In my first post last year I said I could not share my fiction and creative non-fiction writing with my colleagues at my day job. I spent a lot of time doubting the small, still voice telling me I was a writer; I threw chunks of academic prose down its maw, but the voice persisted, whispering its dissatisfaction. I worried what I wanted to write was not important, earth-shattering, or mind-opening enough. I worried no one would read it, which is somewhat comical from an academic writer whose works have had at least ten readers. Worse, someone might read it and not like it. However, I was very tired of hiding my writing in corners and desk drawers. Also, I am small, mean, and grouchy when I don’t write. Today, I can say that not only friends and family know that I write, but many of my day job colleagues. I have a large document hanging on my cubicle wall that says I am a writer. I believe it now.
A year ago, I gave three reasons why I had joined ROW80. The first was the community I had observed during a couple of weeks of lurking. I had no idea how important this community would be to me. I suffered stage fright at first, especially when I found that many ROWers had published, more had substantive works in progress, and it seemed everyone was much farther down the path than I was. However, I quickly saw no one judged me on how much or fast I produced, but on what I had to say and whether I was committed to saying it.
The second reason was accountability. I am a recovering perfectionist, as well as a recovering people-pleaser, so this accountability works well for me. I have learned one very important thing in this year, however. If you do fall off the wagon, do not hide from this community. I speak from experience. I fell behind, then felt embarrassed. I stopped checking in. When I finally dragged myself back to the group, who were all whizzing along wonderfully on most, if not all, of their goals, guess what happened? Everyone was supportive, understanding, helpful and just all around lovely.

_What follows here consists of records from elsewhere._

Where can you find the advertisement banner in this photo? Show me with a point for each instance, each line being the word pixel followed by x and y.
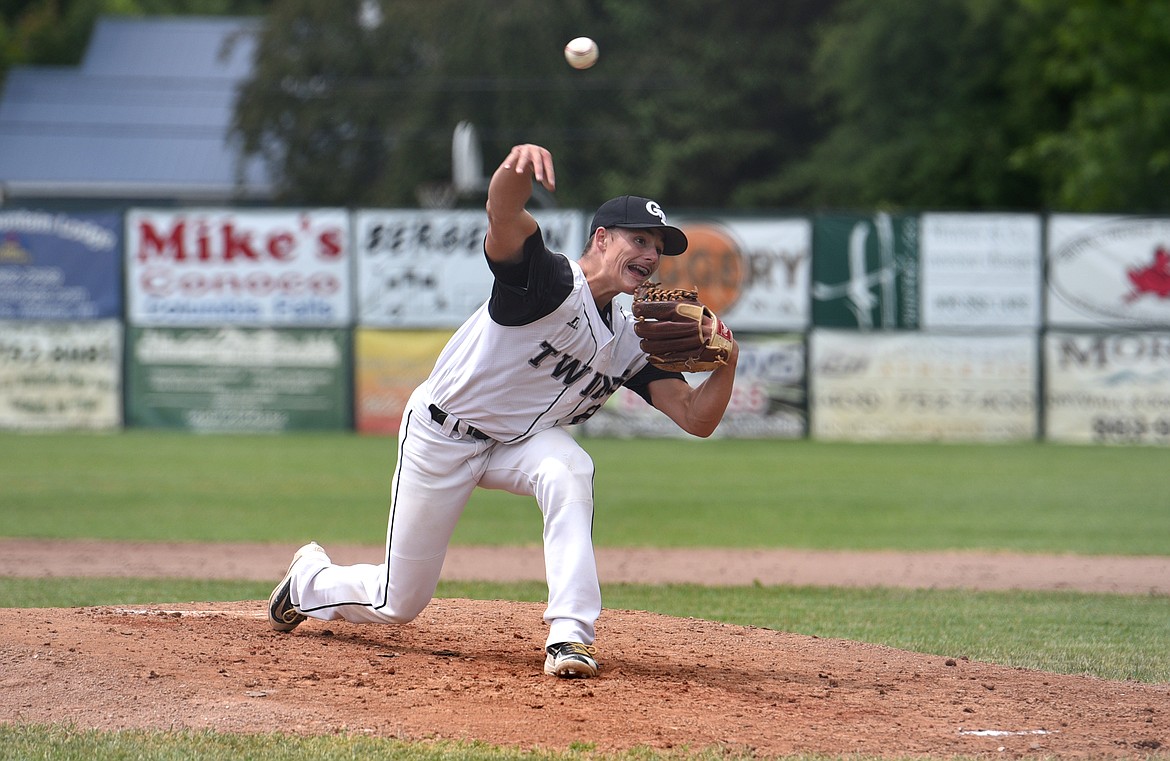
pixel 60 266
pixel 61 376
pixel 1108 272
pixel 1107 388
pixel 389 364
pixel 238 379
pixel 752 273
pixel 865 272
pixel 226 267
pixel 922 386
pixel 768 400
pixel 981 271
pixel 425 268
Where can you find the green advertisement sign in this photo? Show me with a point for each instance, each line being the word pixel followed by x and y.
pixel 239 379
pixel 865 272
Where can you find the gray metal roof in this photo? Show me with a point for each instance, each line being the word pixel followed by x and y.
pixel 144 116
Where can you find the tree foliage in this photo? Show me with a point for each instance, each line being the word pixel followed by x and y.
pixel 965 104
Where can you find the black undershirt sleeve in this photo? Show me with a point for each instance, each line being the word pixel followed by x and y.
pixel 640 383
pixel 531 288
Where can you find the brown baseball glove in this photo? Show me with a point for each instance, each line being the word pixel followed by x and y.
pixel 670 326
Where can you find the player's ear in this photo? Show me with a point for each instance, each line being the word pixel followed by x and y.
pixel 600 239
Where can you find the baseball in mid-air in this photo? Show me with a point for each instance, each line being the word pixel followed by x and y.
pixel 582 53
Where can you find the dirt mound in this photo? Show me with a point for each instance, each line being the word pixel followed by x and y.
pixel 470 670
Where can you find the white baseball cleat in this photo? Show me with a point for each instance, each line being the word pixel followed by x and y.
pixel 571 659
pixel 282 615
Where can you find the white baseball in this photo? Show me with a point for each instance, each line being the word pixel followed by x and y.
pixel 582 53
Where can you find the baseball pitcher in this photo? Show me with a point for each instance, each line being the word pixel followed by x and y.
pixel 544 351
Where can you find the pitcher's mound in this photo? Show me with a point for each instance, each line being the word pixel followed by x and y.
pixel 472 670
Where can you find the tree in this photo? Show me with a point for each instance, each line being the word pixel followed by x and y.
pixel 1103 61
pixel 355 102
pixel 922 108
pixel 695 102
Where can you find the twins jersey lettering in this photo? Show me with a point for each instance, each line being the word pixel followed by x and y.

The third reason was modelling behavior. As a secret writer, I only allowed my husband to read my creative work this past year. An early, terribly crushing, very public humiliation in a poetry contest scarred me far more than it should have done. But here were all these writers, smiling bravely at rejection, welcoming criticism, cutting scenes and words to make the work better, and sitting down the next day undeterred. Many of them had goals I could manage as well. I faltered a bit last November when everyone seemed to be tearing through NaNoWriMo, but there were still many who had slower goals. Such is the beauty of this challenge. It doesn’t matter if you are the tortoise or the hare, this community will support you in the race.
Here I stand, a writer supported and encouraged by the gift of this community every day. I look back astonished at where I was a year ago, and excited about where I will be in another year.